Self-Service, SharePoint 2013, Mobility

Self-service analytics means Excel to most users. PowerPivot enabled budding analysts to do amazing things with their data, large or small, internal, or mashed-up from external sources, a few years ago, when SQL Server 2008 R2 shipped. PowerPivot is now part of Excel 2013, built-in, there is no need to download it, but you may want to enable the full user interface (just turn on the option). Power View, running on SharePoint Server 2010, on the other hand, enabled everyone, not just analysts, to explore and visualise data in pretty, informative, or even amazing ways, like with animated bubble charts. Power View is now also part of Excel 2013 (including the version for Surface Pro, not RT), which removes the dependency on SharePoint. However, you should seriously consider using SharePoint 2013 if you are involved in any type of corporate, enterprise BI. Why? It makes collaboration, sharing, and supervision, including risk management, of user-created BI easy. For example, it enables one user to create a model, using PowerPivot and Excel, so that another user can query and visualise it using Power View. For that, the model needs to be loaded somewhere, so that Power View can access it, when the analyst has gone home and shut down his laptop. There are two ways to achieve that:

  1. Put it in the cloud, using the brand-new Office 365 SharePoint Online, launching very soon, or,
  2. Put it on-premise, using SharePoint 2013.

In both cases, you need to have a version of SQL Server 2012 that is compatible with SharePoint 2013 and Excel 2013, and that is precisely what SQL 2012 SP1 provides. Further, SharePoint 2013 makes Microsoft BI pretty on mobile devices. PerformancePoint Services work on iPads (and other iOS devices), and Windows 8, and SharePoint itself is nice to use on those modern devices.

The full mobility of Microsoft BI, however, will not happen thanks to HTML5 quite yet, as it is just not fast enough for the kind of rich interaction that our fingers demand, for example when playing with a Power View bubble chart. Today, Microsoft announced that they will ship, in 2013, native iOS and Windows 8 apps, which will let you consume SQL Server BI in a more intimate way than even the much-improved SharePoint 2013 can allow. There was no announcement of an Android app.

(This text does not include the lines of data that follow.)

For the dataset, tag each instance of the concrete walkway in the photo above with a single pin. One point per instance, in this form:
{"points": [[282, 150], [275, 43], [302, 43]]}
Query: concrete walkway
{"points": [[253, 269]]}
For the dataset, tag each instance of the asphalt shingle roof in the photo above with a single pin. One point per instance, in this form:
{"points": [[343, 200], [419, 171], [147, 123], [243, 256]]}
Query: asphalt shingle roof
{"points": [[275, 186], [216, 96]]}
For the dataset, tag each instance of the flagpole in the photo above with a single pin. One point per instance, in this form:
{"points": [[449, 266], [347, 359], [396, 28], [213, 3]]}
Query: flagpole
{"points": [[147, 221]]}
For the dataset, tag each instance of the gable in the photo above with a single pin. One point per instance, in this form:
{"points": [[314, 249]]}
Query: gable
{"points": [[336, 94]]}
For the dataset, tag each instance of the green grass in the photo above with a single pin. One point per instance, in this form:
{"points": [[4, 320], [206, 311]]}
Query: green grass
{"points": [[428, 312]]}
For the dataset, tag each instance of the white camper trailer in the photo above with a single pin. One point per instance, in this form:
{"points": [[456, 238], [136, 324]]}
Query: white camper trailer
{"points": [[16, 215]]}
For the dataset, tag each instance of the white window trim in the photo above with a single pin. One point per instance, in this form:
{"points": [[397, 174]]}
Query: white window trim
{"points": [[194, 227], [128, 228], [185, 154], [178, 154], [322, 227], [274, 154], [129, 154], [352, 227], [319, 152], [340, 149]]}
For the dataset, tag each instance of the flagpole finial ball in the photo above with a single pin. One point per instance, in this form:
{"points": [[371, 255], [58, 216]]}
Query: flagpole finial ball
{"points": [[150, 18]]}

The new Power View has plenty of new goodies, too, like interactive zooming maps, and the new ability to deal with categorised data. It was also announced today, that you will be able to use Power View to visualise multidimensional (cube) data, something that is possible today, provided you take the additional step of flattening the cube while you import data into a tabular model. It will be nice not to have to flatten cubes, one day, but this functionality is not part of the just-released SP1. 

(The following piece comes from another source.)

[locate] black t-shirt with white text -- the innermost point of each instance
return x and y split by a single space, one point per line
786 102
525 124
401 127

As I am speaking at the upcoming SharePoint Conference I will blog again, with more about the new Power View, PowerPivot and the entire Microsoft BI stack in the Azure cloud. Above all, there will be new videos, for our Full Access Members, coming regularly over the next weeks and months, covering all of the new technologies.

In the meantime, if you want to stay on top of it all, please become our member. There is a lot of BI knowledge here for free, but if you buy a membership, you can also start learning, online, from these excellent tutorials:

And to celebrate the shipping of SQL Server 2012 SP1 we are offering a 10% discount on all memberships—use code SQL2012SP1, which expires this Sunday, Nov 11th, so hurry.

If you would like to see the original announcements, have a look at the SQL team’s TechNet blog. And finally, my congratulations to the entire team on an interesting release, and on a cool choice of names for all those new technobits—I can already hear someone saying: I’d apply a hekaton to that query… 

Rafal

Comments

Testbug · 2 August 2013

Rafal, you are the best, the best, the best, multiplied by two!
ohh and btw, 3rd paragrapth ends with "You may alsop" please delete this message after fixing it!
Cheers,
Testbug.

Project Bottice... · 13 August 2013

Testbug, you are very kind, indeed. Thank you for spotting the typo, now corrected.